The overall picture for the nation’s 3,078 secondary schools shows that 23 per cent are currently judged outstanding, while 49 per cent are rated as good.
A further 23 per cent of secondaries are considered to be requiring improvement, while five per cent are “inadequate”.
The latest snapshot of Ofsted inspection outcomes has shown that 79 per cent of all schools, including primary, special and pupil referral units, are currently judged good or better.
England’s inspectorate releases regular statistical bulletins summarising recent inspections and updating the national picture of inspection outcomes. The latest set of figures covers October to December 2013, during which time 2,041 inspections were carried out.

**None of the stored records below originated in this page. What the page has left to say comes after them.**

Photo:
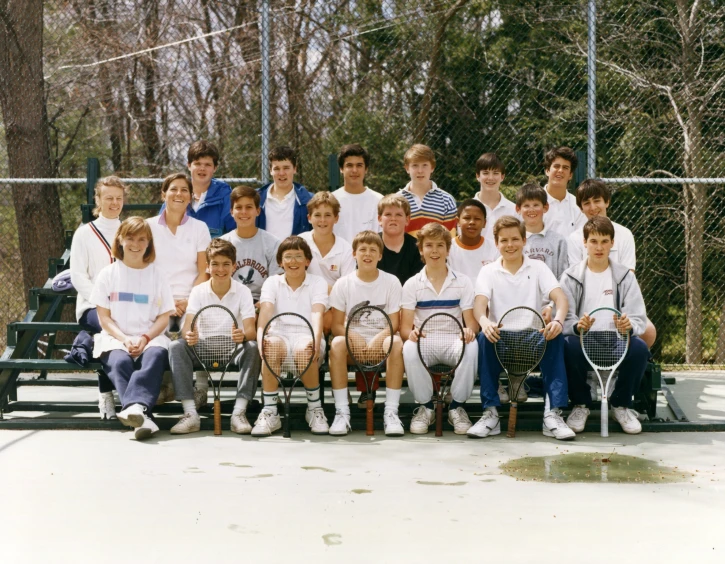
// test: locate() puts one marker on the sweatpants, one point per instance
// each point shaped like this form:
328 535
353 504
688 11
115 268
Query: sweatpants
137 380
420 382
551 366
89 322
629 373
183 363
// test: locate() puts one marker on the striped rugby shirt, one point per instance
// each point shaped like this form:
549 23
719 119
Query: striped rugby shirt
436 206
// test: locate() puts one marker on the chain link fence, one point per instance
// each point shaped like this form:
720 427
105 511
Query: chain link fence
134 82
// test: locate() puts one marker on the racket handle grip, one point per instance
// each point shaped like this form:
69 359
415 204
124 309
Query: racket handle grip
439 418
605 417
217 417
513 413
369 429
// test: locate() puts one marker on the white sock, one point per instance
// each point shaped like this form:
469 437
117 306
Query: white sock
392 399
188 406
240 406
341 402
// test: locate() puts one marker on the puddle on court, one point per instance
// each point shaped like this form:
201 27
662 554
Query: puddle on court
592 467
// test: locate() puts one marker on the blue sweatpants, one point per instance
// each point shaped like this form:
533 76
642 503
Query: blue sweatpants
137 380
552 371
630 372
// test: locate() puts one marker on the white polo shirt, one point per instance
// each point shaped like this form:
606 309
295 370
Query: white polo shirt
176 254
622 250
336 263
563 216
530 286
280 214
238 300
312 291
456 296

The figures show that 60 per cent of schools judged during this period were considered to be good or better, with 35 per cent requiring improvement and five per cent inadequate.

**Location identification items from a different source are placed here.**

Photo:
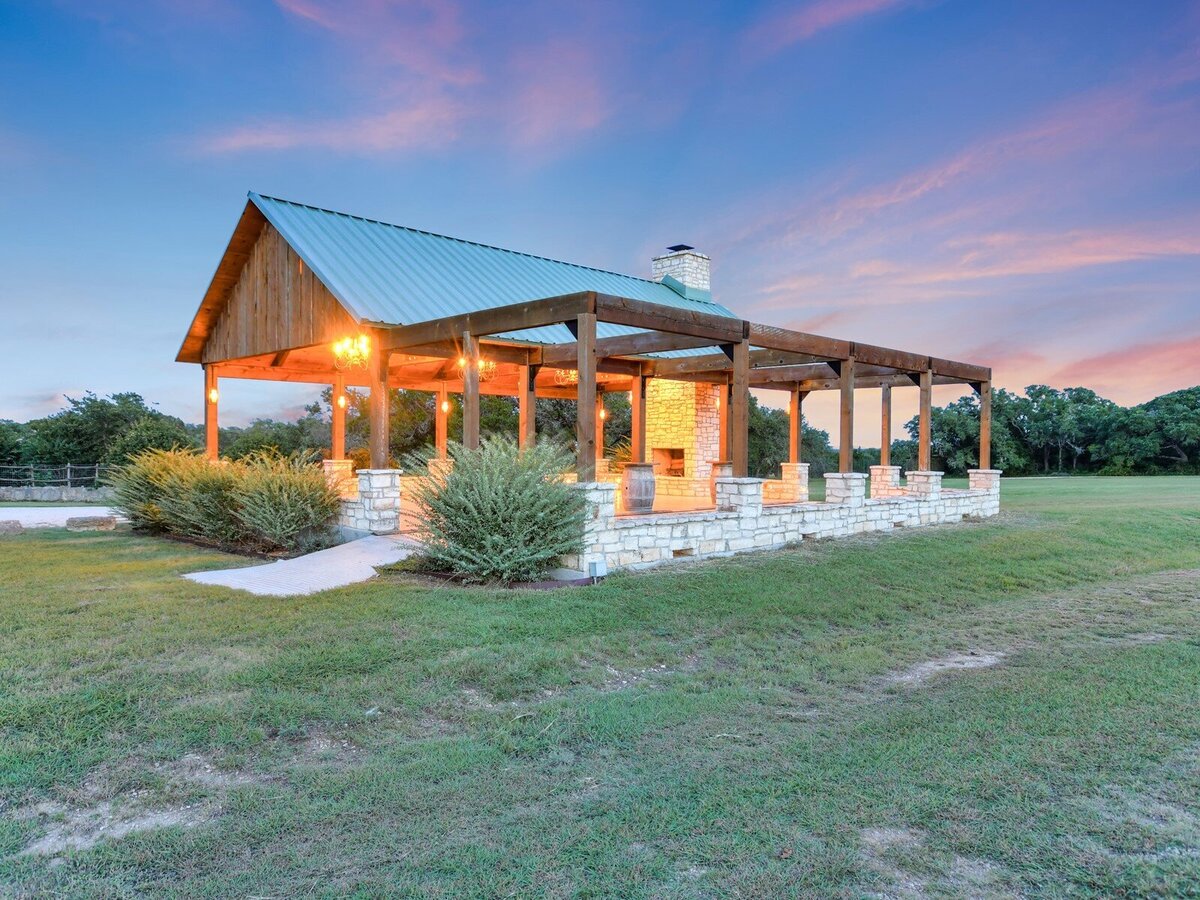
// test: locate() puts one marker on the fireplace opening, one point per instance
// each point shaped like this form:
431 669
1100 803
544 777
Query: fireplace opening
669 461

Overall this led to a one per cent increase in the number of schools nationally judged to be good or better – from 78 to 79 per cent.

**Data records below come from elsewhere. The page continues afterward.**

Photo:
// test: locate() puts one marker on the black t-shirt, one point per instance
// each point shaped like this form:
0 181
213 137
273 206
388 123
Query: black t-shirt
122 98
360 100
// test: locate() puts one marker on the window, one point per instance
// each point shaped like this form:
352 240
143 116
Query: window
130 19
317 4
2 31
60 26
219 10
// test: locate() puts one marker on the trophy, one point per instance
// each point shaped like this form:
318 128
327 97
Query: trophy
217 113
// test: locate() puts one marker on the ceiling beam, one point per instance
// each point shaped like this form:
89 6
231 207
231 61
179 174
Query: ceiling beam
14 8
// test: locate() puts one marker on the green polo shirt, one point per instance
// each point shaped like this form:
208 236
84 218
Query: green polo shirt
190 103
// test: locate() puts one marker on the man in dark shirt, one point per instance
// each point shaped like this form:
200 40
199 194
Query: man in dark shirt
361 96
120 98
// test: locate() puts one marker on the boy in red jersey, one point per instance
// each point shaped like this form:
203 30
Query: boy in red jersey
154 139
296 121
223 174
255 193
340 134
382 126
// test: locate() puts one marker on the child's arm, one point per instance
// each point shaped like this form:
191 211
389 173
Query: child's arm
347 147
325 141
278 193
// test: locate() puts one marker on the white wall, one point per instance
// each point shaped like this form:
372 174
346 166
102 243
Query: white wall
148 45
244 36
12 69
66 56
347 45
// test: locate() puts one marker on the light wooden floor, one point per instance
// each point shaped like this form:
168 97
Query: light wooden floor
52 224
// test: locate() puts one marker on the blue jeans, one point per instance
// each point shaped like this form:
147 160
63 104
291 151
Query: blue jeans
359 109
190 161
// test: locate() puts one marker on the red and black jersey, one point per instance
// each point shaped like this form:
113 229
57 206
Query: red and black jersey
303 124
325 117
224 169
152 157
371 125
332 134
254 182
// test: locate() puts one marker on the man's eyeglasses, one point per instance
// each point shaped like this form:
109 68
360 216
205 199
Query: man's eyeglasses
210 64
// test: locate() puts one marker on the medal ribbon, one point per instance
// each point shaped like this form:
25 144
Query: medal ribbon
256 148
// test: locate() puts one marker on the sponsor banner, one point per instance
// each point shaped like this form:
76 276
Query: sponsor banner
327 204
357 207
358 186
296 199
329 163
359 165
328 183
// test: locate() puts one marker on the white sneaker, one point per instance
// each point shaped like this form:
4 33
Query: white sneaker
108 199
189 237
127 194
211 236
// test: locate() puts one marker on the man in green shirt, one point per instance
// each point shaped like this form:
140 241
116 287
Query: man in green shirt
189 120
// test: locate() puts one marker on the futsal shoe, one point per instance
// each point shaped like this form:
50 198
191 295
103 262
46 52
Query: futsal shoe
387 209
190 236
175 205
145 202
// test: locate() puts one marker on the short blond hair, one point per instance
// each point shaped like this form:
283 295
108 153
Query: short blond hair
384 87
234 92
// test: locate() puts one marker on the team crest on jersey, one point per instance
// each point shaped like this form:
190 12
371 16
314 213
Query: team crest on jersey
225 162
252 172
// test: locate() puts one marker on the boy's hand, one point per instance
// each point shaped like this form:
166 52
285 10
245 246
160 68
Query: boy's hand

The mismatch between the national figures and those from the three-month period is down to the fact that school inspection naturally focuses more frequently on schools that require improvement or have been rated inadequate.
Ofsted reports that 27 per cent of the schools inspected during the three months had improved on their previous inspection judgement.
The findings also show that among the 349 secondary schools inspected during the three-month period, 51 per cent were judged to be good or better, with 38 per cent requiring improvement and 11 per cent inadequate.
The National Association of Head Teachers said the inspection results were “remarkable”. General secretary Russell Hobby said: “The fact that so many of our schools are doing well in their inspections is remarkable given the many burdens being placed on them by so much change. There are few sectors where you would see such a high proportion of excellence.”